MONYET ekor panjang (MEP) kawasan puncak Gunung Merapi dikabarkan turun ke permukiman warga akibat suhu panas. Kabar itu beredar luas di media sosial dan diunggah oleh pemilik akun instagram @merapi_uncover.
Dalam postingan akun Instagram @merapi_uncover berisi narasi gerombolan monyet gunung turun karena efek suhu panas yang melanda kawasan lereng Merapi.
"Kethek (monyet gunung) berkeliaran disekitar sungai boyong (dusun rejodani Ngaglik dan sekitarnya) diperkirakan efek suhu panas dan kurangnya makanan di habitat aslinya," tulis keterangan foto dalam postingan tersebut, Minggu (5/5/2024).
Unggahan mengundang berbagai komentar dari warganet. Sebagian menyebut jika turunnya MEP ke pemukiman karena Puncak Gunung Merapi tengah bergeiolak akibat aktivitas yang meningkat. Bahkan sebagian menghubungkan dengan kondisi Gunung Merapi bakal erupsi.
Kepala Taman Nasional Gunung Merapi (TNGM), Muhammad Wahyudi menepis jika MEP tersebut turun ke permukiman merupakan efek dari suhu panas puncak Gunung Merapi.

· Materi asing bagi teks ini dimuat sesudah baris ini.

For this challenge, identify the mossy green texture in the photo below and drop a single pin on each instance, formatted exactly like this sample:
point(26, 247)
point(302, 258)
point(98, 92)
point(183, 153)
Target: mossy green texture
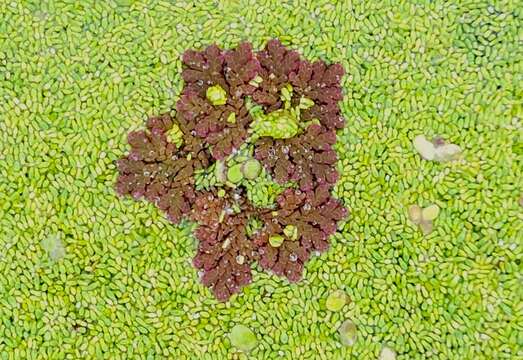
point(76, 76)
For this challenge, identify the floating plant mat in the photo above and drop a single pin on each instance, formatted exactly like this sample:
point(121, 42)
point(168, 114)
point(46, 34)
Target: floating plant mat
point(245, 121)
point(87, 274)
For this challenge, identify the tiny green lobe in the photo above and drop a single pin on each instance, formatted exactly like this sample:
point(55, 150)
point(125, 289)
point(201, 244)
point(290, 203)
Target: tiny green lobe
point(216, 95)
point(336, 300)
point(234, 174)
point(251, 169)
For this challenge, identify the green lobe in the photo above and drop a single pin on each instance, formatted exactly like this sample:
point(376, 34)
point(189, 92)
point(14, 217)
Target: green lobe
point(251, 169)
point(216, 95)
point(234, 174)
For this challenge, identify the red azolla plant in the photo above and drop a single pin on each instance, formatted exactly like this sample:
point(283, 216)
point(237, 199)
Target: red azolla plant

Jika dihubungkan dengan suhu di Puncak Merapi, maka hal tersebut tidak benar. Karena berdasarkan laporan rutin di WA Group (WAG) aktivitas Gunung Merapi oleh PGM Kaliurang.

(Foto: Instagram/@lu.etswan)
"Untuk parameter suhu Merapi dari hari Jumat sampai dengan Minggu pada periode pengamatan pukul 06.0-12.00 WIB tidak ada kenaikan signifikan," ujar dia Minggu malam.
Data yang mereka peroleh, pada Jumat 2 Mei 2024, suhu udara berkisar 22,9-26 ⁰C, Sabtu 3 Mei 2024 suhu udara berkisar 23,3-25 ⁰C kemudian Minggu 4 Mei, suhu udara hanya 21-25,5 ⁰C.
Sedangkan pada periode pengamatan 12.00-18.00-24.00 WIB suhu relatif turun karena menjelang malam dan pagi hari.
Berdasarkan data tersebut menurutnya, tidak ada anomali peningkatan suhu. Sehingga dugaan tersebut terbantahkan dengan adanya data situasi terkini dari Puncak Gunung Merapi. Jika dihubungkan dengan ketersediaan makanan di atas Puncak Gunung Merapi, maka masih mencukupi.
"Kalau makanan di puncak Merapi itu masih banyak dan mencukupi," terang dia.
Terkait statement dari warga yang menyatakan MEP turun dari puncak Merapi, Wahyudi menyebut bahwa berdasar hasil survei habitat makaka adalah di kawasan hutan Merapi, bukan di puncak Merapi. Dan untuk lokus perjumpaan yang dilaporkan sudah jauh dari kawasan TNGM.
Menurut dia, monyet ekor panjang yang terlihat di kawasan Rejodani Pakem Sleman tersebut hanyalah monyet yang terusir dari koloni (kelompoknya). Di mana monyet yang terusir dari koloni tersebut sering berulah di permukiman.
"Kawanan Monyet Ekor Panjang (MEP) itu jumlahnya ratusan ekor. Kalau hanya tiga ekor itu bukan kawanan, tapi monyet yang terusir dari habitatnya. Dan itu biasanya yang sering berbuat ulah," ujarnya.

(Foto: Instagram/@lu.etswan)
Wahyudi menambahkan TNGM tidak diperoleh info apa pun terkait adanya Kelompok MEP di sekitar wilayah Kaliurang yang turun ke bawah. Info dari salah satu TPHL yang berdomisili Ngepring Purwobinangun, MEP sudah biasa ditemukan di timur kali boyong.
MEP tersebut kemudian turun sampai di lokasi penambangan pasir dan sampai di BOD 6 atau akses sebelum lapangan Tritis ada akses jalur tambang. Lokasi yang beredar luas di media sosial tersebut jaraknya cukup jauh.
"Rejodani Pakem yang dikabarkan dijumpai MEP itu jaraknya 10 km dari puncak (Gunung Merapi)," tutur dia.
Di samping itu, lanjutnya, dalam unggahan yang beredar menyebutkan jumlah 3 ekor ini juga kurang menyakinkan kalau dikatakan kelompok alami MEP. MEP kalau berkelompok itu tidak hanya 3 ekor dan pasti puluhan. Berarti ini 'pencilan' yang terusir dari kelompoknya.